Remember Billy Andrade? The television analyst was once one of the hottest young guns in the game, and a marketer’s dream, especially after winning in back-to-back weeks back in 1991. Handsome, charming, articulate, and a birdie-making machine: Andrade had it all. Then he changed equipment, going to the high-end line of Maruman irons. They were excellent clubs, but they didn’t do much for Billy. His next win didn’t come until 1998.

And he’s not alone. Corey Pavin won twice in 1995, including the U.S. Open, and he picked up another victory in 1996. Then he changed to the trendy PRGR irons. He didn’t win again for 10 years.

Payne Stewart won eight times including two majors with Wilson clubs. Then he moved to Spalding after finishing sixth on the money list in 1993. The next year he finished 123rd and only won one time between 1994 and 1998.

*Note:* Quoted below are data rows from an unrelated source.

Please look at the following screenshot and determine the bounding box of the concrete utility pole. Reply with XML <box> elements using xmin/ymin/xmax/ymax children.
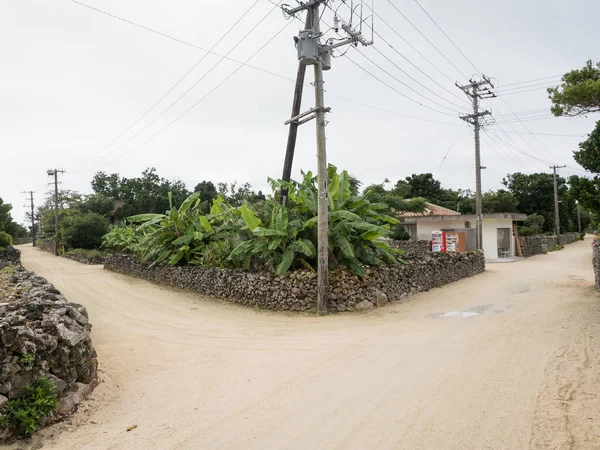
<box><xmin>22</xmin><ymin>191</ymin><xmax>36</xmax><ymax>247</ymax></box>
<box><xmin>551</xmin><ymin>165</ymin><xmax>566</xmax><ymax>238</ymax></box>
<box><xmin>47</xmin><ymin>169</ymin><xmax>65</xmax><ymax>256</ymax></box>
<box><xmin>282</xmin><ymin>0</ymin><xmax>372</xmax><ymax>314</ymax></box>
<box><xmin>457</xmin><ymin>76</ymin><xmax>496</xmax><ymax>251</ymax></box>
<box><xmin>577</xmin><ymin>200</ymin><xmax>582</xmax><ymax>233</ymax></box>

Paul Azinger struggled when he switched from Wilson to Callaway, so much so that he flew to California with every intention of walking away from his deal. "When a man tells me he's willing to walk away from seven figures, I know I need to pay attention," Ely Callaway told Zinger at the time.

There are others: Graeme McDowell went from major champion and Ryder Cup hero to winless after making an equipment change. Jim Furyk went from three-time winner and FedExCup champion to 50th in the world at the end of 2011 after "tinkering" with his equipment.

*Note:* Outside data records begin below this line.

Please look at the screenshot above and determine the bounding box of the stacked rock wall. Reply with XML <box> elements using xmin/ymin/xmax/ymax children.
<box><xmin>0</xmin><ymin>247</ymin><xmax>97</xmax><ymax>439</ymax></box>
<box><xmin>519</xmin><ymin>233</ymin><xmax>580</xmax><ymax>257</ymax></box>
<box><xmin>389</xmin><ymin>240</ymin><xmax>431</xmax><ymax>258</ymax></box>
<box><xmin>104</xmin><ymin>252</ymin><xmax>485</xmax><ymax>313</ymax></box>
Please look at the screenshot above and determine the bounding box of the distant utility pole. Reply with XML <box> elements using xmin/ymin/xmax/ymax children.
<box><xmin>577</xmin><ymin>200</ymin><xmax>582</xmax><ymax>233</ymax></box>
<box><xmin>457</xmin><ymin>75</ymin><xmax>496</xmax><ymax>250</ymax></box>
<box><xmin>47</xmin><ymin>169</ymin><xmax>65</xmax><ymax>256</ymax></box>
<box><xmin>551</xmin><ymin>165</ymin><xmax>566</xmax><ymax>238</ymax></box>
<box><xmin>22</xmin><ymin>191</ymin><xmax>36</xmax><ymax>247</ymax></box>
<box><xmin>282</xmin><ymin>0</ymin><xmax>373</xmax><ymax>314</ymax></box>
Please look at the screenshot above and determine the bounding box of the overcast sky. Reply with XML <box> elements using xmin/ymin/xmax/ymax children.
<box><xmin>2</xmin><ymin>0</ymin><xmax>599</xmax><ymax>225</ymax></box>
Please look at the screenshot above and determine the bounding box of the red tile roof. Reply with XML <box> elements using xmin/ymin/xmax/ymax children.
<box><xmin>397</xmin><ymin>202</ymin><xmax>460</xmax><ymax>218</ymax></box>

The list goes on and on, with stories as predictable as "Behind the Music" episodes where rock stars blow their riches on floozies and booze.

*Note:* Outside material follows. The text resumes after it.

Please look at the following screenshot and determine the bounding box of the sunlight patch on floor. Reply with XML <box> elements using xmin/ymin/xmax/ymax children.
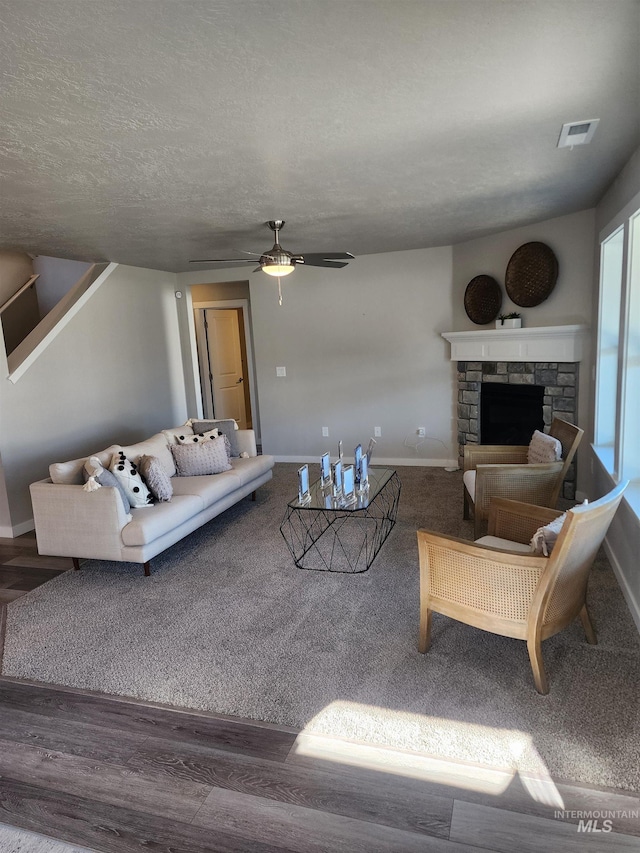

Even Arnold Palmer has a story about an equipment change.

"Things started going sour when Wilson informed me that my contract wasn't up in 1960 as I thought, but was automatically renewed through 1963," Arnold said. "They had retained the right to automatically renew the contract; I hadn’t retained the right to get out of it." 

Arnold had operated under a handshake agreement with company president Fred Bowman, who’d told him that if he ever wanted to get out of their deal, the company would release him. "If you're not happy with us, we don’t want you with us, and it's better that we part friends," Bowman had said.

That turned out not to be true. At a meeting in the company’s Chicago offices some time later, Arnold's agent Mark McCormack asked the new president, Bill Holmes, if the handshake deal still stood. "Would you grant Arnold that release?" McCormack asked.

After a couple of uncomfortable seconds, Holmes said, "No, we would not." 

"That was it," Arnold said. "I might have been content to stick with Wilson for the rest of my career, or even the rest of my life, but as far as I was concerned the company had broken its word. Mark and I worked together for half-a-century on nothing more than a handshake, and I still believe men should honor their word. Wilson Sporting Goods didn’t do that, and our good working relationship ended that day." 

Arnold did pretty well with and without Wilson, just as Gary Player won with all sorts of clubs.

Rory might be just as fortunate. Or he might flounder for months or even years until he finds his sweet spot again.

Speaking to the Morning Drive crew on the Golf Channel, Nick Faldo said, "I'd be very cautious. I'd love someone like (Rory), in his position, to sell the bag. That bag is worth a fortune; it’d be on TV all the time. Stick with the clubs that you know best, that you believe in the best.

"It's really important. It's the feel and confidence of knowing that your equipment will perform how you want it to perform on Sunday afternoon. You can’t mess with that at such a young age." 

These are, of course, first-world problems. Rory's decision might be a tough call until you consider one important point: No matter what equipment he chooses, he is going to wake up on January 1 richer than the King of El Dorado.

And, regardless of what sticks he's playing, who can begrudge him that?